1. Bielefelder Flüchtlingscup

Buntes Teilnehmerfeld mit mehr als 120 Teilnehmern spielt für den guten Zweck. Auch Sozialdezernent »Ingo Nürnberger« kickt in der Sporthalle an der Rosenhöhe mit.

Die »Johanniter-Unfall-Hilfe« (JUH) und der Fußballclub »FC Türk Sport« aus Bielefeld haben sich Großes auf die Fahnen geschrieben: Am Samstag, 25. Februar, veranstalten beide in der Sporthalle Rosenhöhe II den 1. Bielefelder Flüchtlingscup. Unter dem Motto »Fußball ist bunt« sind zwölf Teams mit von der Partie. Heimische Politprominenz erwartet – als Zuschauer und auch am Ball. Der Eintritt ist kostenfrei.

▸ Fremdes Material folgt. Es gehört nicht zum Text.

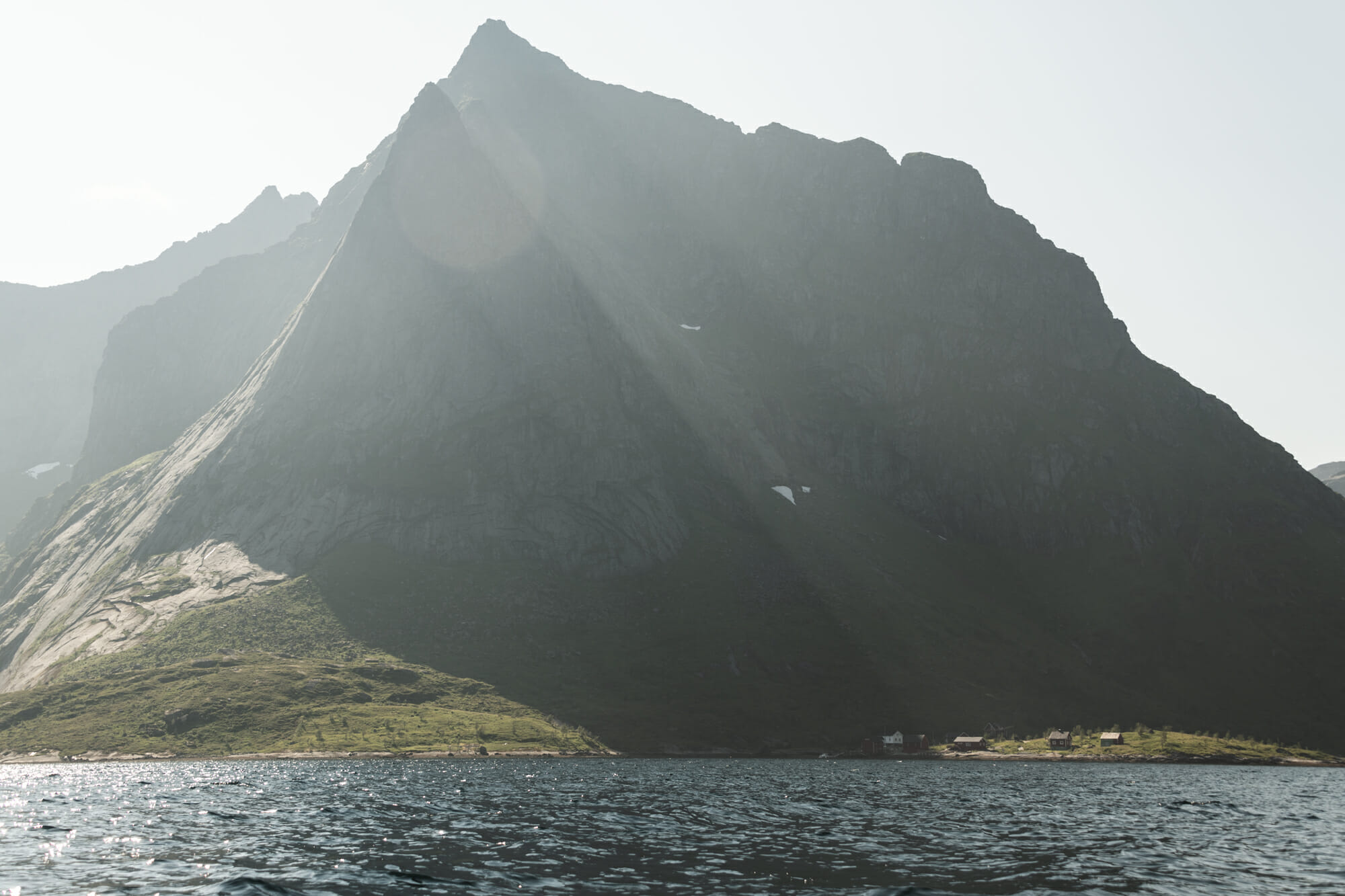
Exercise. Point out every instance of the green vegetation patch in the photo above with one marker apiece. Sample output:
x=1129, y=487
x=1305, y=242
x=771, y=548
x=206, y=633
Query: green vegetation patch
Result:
x=262, y=702
x=1172, y=744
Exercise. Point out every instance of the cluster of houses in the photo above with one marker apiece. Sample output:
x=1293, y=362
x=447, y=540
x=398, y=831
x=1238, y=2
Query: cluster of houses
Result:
x=899, y=743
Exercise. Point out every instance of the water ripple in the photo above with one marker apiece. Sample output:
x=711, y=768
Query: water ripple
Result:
x=668, y=826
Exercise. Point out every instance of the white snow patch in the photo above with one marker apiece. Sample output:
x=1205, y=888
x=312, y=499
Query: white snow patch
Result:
x=41, y=469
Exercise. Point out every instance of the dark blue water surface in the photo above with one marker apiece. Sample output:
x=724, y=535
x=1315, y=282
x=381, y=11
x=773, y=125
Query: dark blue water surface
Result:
x=668, y=826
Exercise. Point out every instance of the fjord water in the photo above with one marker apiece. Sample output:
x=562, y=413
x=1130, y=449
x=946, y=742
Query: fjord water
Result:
x=681, y=826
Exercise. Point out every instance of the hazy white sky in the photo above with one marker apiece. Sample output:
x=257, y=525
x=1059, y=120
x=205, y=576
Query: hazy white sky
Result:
x=1191, y=151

So hat sich unter anderen NRW-Staatssekretär »Torsten Klute«, verantwortlich für Integration und früher lange Bürgermeister von Versmold, angesagt. Außer ihm »Regina Kopp-Herr« (MdL) und Bezirksbürgermeisterin von Brackwede, die die Siegerpokale überreichen wird, und Bielefelds Sozialdezernent »Ingo Nürnberger«. Auf der Gästeliste stehen auch »Karsten Bremke«, Ex-Profi von »DSC Arminia Bielefeld« und jetzt Initiator von »Bielefeld United«, ein Verein der sich für die Integration von jungen Geflüchteten und für benachteiligte Kinder einsetzt.

Dazu »Gerald Donath«, Regionalvorstand der »Johanniter«: »Mit dieser bunten, vielfältigen Veranstaltung wollen wir zur weiteren Integration von Flüchtlingen, die nun in Bielefeld und Umgebung leben, beitragen«. Er tritt im übrigen ebenso an den Ball. Für den »FC Türk Sport« kommt Club-Präsident »Selim Baş«, als Leiter der letzten Flüchtlingseinrichtung der »JUH« in Bielefeld hat »Aykut Aydınel« zugesagt.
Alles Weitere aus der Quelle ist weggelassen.